Saanvi

India is a beautiful, dichotomous country –a republic that has been won with blood. It is a nation that battled to win independence from others, but still imprisons its own daily.

In 1942, Indian revolutionary Matangini Hazra uttered the catch-call of the Indian national hymn Vande Mataram (Hail to the Motherland) moments before departing British police forces gunned her down. Today, an independent India continues to struggle with internal slavery perpetuated by the social system, where woman are traded and sold as objects. It has become a motherland of broken mothers, a world leader in the fastest growing illegal trade that sees a new girl torn from her home and trafficked every 30 seconds.

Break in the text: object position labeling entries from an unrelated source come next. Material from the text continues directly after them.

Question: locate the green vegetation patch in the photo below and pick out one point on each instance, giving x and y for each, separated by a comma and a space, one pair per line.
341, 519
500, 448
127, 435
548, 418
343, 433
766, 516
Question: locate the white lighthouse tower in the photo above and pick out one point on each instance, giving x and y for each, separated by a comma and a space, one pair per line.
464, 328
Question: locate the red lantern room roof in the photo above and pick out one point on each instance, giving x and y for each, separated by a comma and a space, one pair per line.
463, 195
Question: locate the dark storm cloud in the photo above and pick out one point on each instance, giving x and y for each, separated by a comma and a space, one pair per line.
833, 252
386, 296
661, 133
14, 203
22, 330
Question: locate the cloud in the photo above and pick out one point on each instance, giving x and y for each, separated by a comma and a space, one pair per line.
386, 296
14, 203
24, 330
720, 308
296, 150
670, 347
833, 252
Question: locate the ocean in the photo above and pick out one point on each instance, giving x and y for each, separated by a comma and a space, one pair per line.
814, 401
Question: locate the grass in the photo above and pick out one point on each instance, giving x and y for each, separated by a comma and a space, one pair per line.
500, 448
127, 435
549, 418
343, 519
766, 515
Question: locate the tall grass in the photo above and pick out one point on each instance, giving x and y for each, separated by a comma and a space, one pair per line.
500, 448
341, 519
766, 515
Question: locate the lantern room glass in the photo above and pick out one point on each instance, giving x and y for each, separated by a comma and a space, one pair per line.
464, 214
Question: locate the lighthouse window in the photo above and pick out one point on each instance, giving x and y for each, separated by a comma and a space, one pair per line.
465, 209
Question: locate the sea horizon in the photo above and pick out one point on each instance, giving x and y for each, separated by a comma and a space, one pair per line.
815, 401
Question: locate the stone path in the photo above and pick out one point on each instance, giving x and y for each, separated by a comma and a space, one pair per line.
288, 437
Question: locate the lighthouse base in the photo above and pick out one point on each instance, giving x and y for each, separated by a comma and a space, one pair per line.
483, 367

Robert Louis Stevenson once defined all human beings as being commingled out of good and evil. India presents that same dichotomy; a country of stunning, vast resource and culture, carved within by hidden veins of some of the most pure and archetypical evils.

We met Saanvi while visiting a local drop-in centre in Mumbai. The centre was a five-by-five concrete room situated in the epicentre of a prostitute community; a sprawling network of single-room brothels. As we arrived, a circle of eager children greeted us; their mothers, sex-workers from the area lined the stark stone walls of the room. Every day, the staff of the drop-in centre would feed the sex workers and their children, giving them a luxury their paltry daily pay often could not afford.

As we met with the workers and their families, we were probed by the eyes of men assembled just outside of the room, staring through the gaps of the main door. These men were the local pimps, keeping a vulture-like surveillance on their property within.

Saanvi was a deep contradiction; a strikingly beautiful woman with bright eyes and a tragically hijacked life. Orphaned young, she was taken by a relative at age nine and sold to serve as a domestic worker. Once she reached puberty, Saanvi was put out to work in a local brothel.

When speaking of the sex trade, the western world will often use terms like “servicing clients”, or “hosting customers”. What a teenage Saanvi was subjected to was neither of those things; she was systematically raped on a daily basis for years.

Outside of the drop-in centre, Saanvi showed us through the labyrinthine network of alleys where her and the other girls worked. The streets were lined side-by-side with open cubicles, barely big enough to house a bed and a small table; these box-like alcoves were where each girl slept, watched over their children and met with dozens of men a day.

“I never expected that this would be written into my fate” Saanvi quietly admitted as she stood outside her prison cell of a home.

Saanvi has HIV, no family and no alternative. Like the millions who have gone before her, the chances are she will die of aids, while working in this brothel. As we held on to her she wept, held in an embrace she is seldom offered from the endless litany of men who abuse her frame on a daily basis.

As a company, we’ve committed to financially supporting Saanvi’s future treatment and welfare. And for us, that’s a not a decision based on altruism, it’s a necessary reminder. Saanvi represents 8 million girls and women currently in prostitution in India – daughters hopelessly imprisoned within the womb of India’s great motherland.

May their voices never fade, may their faces never disappear from our memories, may their stories never go untold.